Change is hard. I get it. But hair grows back, and it's a style choice in the same way a tee-shirt or a piercing is. I'm among what seems to be a small constituent of people who think that a short haircut on a girl isn't shockingly unnatural. My mom had a pixie cut in college, blown out and big from the winds of the '80s. Women in the '50s sported shorter bee-hived coifs, taken up from the chin-length bob that was essential in the '20s and '30s. So what's with our new obsession with less-than-luscious locks? And why does Miley Cyrus' now-amputated bun have its own twitter account?
Currently, 23,000 people are following Miley's Bun, a parody account in tribute to her new haircut. While the idea is hilarious, the real horror displayed by emotional fans on Twitter is kind of disturbing. From comparing her hair to a dead rat to homophobic slurs, it seems that no one has something nice or normal to say about her head.

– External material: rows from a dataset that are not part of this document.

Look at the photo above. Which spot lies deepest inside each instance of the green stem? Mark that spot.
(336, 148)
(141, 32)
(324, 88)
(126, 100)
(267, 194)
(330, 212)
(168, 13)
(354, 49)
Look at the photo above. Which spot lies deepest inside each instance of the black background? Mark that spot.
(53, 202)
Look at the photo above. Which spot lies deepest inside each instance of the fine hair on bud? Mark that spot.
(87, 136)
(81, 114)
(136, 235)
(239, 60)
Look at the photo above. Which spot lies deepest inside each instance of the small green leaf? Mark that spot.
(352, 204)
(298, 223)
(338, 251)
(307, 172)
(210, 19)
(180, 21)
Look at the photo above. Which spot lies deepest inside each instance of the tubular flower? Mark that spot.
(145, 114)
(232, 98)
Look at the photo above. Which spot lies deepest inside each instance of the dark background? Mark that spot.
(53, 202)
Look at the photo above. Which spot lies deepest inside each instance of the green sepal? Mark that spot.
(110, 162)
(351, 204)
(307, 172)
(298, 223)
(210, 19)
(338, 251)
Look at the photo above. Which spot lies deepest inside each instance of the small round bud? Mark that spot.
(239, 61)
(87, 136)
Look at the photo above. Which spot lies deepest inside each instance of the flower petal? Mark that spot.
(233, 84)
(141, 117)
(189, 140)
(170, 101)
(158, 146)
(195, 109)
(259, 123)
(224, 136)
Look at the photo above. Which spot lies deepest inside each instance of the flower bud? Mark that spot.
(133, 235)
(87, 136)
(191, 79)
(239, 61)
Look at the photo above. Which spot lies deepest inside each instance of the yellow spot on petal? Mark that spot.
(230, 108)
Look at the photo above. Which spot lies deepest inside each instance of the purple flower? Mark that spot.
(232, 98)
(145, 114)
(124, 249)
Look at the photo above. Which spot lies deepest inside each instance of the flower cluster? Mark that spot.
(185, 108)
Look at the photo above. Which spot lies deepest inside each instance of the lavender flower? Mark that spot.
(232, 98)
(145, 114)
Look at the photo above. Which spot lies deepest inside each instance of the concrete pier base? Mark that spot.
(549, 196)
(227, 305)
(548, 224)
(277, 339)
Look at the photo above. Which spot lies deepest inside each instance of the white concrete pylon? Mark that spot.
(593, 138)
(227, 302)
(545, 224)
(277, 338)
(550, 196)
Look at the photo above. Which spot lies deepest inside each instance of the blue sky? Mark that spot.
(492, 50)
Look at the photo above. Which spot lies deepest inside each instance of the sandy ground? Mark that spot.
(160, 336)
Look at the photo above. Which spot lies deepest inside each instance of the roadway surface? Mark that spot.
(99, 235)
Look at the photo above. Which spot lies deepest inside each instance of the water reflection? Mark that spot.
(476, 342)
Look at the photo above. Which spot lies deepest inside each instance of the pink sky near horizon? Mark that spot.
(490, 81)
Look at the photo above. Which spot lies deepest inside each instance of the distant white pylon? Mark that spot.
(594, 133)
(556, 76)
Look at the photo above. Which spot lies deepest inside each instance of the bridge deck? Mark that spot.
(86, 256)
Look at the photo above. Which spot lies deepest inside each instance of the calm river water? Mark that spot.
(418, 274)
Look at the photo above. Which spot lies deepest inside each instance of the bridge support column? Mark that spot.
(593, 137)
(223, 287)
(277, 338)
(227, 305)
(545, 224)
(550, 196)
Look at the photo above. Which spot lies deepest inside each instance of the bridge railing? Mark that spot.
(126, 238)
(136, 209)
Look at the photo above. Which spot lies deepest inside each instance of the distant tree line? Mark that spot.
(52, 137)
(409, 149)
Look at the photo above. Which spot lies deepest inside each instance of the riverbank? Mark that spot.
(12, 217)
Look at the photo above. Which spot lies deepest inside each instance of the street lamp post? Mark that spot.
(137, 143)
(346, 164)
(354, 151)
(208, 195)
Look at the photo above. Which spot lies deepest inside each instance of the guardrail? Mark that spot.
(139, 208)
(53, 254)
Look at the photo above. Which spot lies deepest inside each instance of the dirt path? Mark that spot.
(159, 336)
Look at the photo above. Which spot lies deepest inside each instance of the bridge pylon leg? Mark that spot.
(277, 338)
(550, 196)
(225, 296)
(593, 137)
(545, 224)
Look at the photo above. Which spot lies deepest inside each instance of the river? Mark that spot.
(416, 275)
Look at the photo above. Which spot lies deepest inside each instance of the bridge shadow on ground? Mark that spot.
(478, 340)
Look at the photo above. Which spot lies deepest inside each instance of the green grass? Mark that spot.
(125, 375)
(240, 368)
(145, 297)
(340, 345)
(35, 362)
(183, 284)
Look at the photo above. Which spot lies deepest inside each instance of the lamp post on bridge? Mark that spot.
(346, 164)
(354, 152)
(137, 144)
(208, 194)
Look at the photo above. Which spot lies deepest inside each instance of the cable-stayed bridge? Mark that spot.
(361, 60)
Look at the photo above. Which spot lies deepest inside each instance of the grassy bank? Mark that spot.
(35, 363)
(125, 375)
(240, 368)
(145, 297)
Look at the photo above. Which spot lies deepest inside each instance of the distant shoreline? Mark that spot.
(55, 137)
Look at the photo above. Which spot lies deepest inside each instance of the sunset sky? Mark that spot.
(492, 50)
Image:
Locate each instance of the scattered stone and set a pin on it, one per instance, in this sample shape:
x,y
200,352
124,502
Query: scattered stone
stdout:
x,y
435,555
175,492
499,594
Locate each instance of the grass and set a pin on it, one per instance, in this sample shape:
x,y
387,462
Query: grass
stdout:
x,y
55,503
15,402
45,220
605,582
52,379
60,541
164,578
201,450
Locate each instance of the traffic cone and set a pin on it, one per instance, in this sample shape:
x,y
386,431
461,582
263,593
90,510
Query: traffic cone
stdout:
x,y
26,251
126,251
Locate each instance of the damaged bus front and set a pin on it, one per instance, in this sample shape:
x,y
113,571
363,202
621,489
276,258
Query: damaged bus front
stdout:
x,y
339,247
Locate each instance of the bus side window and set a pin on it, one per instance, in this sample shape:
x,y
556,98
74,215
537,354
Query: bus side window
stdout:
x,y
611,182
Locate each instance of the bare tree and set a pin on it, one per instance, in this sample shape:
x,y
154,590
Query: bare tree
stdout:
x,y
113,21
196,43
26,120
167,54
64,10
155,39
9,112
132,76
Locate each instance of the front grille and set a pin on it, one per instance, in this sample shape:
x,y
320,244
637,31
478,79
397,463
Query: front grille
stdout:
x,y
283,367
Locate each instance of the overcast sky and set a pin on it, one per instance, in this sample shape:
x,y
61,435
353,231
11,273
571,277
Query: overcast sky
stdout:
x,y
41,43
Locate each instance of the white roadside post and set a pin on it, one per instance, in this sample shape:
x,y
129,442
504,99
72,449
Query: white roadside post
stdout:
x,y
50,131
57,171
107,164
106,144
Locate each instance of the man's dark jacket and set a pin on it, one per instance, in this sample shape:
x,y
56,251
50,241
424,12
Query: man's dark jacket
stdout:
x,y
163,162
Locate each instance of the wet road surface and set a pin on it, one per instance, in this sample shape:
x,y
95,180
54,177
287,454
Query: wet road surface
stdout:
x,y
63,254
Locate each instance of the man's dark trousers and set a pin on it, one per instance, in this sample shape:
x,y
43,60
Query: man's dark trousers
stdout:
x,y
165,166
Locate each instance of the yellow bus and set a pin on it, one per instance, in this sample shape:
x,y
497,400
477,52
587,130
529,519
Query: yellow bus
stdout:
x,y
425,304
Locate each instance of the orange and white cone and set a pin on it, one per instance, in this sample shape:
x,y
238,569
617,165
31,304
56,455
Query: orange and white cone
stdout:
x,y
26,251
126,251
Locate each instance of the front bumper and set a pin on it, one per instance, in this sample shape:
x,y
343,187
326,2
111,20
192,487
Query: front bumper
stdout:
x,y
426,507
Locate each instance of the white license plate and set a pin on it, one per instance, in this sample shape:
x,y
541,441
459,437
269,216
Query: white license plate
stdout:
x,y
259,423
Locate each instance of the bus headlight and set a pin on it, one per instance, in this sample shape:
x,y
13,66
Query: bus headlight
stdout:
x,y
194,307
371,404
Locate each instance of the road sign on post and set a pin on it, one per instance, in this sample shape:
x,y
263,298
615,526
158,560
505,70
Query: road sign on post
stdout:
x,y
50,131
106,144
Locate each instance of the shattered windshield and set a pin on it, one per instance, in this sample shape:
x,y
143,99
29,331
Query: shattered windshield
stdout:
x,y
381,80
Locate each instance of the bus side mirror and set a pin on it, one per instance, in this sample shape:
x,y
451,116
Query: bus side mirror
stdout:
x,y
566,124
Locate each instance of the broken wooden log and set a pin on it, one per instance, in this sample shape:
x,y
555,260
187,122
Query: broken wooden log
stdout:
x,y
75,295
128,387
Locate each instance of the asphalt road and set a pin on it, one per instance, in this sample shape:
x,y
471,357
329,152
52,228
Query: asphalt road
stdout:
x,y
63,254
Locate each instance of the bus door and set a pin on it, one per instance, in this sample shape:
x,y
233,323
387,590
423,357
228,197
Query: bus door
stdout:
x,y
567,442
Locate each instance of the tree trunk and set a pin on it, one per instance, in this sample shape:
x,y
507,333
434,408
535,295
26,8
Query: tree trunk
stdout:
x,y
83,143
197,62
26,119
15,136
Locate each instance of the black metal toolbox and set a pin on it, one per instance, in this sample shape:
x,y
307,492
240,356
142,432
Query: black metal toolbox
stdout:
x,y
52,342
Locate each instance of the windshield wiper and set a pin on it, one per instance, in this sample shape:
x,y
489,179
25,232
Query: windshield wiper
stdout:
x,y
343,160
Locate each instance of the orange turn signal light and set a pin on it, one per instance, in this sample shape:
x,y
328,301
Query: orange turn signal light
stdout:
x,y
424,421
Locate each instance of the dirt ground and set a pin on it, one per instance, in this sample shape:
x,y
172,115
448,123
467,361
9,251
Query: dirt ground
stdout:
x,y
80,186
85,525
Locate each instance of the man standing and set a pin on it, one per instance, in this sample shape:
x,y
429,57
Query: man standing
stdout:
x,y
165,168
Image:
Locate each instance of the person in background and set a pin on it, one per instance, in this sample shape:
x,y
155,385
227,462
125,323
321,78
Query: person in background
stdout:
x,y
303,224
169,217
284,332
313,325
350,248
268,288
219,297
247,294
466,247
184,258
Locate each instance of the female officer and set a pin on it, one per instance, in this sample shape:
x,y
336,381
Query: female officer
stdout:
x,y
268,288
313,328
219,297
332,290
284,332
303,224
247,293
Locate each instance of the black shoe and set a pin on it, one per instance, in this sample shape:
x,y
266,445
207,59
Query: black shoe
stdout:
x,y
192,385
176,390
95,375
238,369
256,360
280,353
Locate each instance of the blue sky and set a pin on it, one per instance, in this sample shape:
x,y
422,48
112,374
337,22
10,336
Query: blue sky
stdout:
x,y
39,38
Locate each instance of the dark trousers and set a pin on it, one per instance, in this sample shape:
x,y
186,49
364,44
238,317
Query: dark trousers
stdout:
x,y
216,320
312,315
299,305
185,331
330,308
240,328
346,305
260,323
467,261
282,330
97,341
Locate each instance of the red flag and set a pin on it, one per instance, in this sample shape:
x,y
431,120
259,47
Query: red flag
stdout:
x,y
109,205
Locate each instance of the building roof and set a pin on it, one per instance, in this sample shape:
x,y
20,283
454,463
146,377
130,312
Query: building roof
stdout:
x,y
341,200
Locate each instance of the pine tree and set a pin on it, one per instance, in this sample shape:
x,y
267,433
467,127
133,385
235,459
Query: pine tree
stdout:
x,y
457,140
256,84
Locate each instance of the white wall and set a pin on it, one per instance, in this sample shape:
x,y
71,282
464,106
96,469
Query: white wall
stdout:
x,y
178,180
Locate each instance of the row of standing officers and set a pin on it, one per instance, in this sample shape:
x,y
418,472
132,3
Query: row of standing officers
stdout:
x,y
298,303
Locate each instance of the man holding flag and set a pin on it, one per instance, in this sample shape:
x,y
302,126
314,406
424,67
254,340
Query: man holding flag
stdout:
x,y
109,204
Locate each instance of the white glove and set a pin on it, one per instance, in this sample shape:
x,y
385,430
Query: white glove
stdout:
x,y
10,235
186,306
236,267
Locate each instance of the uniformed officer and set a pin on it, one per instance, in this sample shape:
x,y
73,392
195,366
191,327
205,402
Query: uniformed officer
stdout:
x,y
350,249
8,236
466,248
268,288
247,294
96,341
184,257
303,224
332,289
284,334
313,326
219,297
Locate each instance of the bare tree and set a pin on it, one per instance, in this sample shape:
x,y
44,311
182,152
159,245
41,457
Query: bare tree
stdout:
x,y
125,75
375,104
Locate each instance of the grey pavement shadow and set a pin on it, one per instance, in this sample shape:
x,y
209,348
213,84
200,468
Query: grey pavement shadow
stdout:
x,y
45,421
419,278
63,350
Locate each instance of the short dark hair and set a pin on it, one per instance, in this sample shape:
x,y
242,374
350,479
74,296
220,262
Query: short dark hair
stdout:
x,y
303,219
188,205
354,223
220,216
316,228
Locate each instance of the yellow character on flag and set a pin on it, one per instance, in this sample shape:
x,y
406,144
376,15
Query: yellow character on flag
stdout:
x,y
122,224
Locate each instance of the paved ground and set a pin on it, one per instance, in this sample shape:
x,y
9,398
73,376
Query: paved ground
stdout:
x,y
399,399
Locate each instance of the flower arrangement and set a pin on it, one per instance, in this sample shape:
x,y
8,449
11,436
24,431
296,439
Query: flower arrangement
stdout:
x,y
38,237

Perhaps it's just social media that heightens the backlash on the pixie. But I can't help but notice that it went from a normal, en vogue look that Audrey Hepburn sported to what many ignorant people associate with being a lesbian. It's a pigeonholing stereotype, just like anything else associated simply with someone's physical features.
I'm not saying pixie cuts look great on everyone, or that they tend to be worn in a more daring fashion. It's cool that they've become so diverse, from shaved patches to classic shags. But in the end, hairstyle isn't a signification of gender, sexual orientation or going insane, as many have cited as the reason for Miley's haircut. It's just hair. Calm down.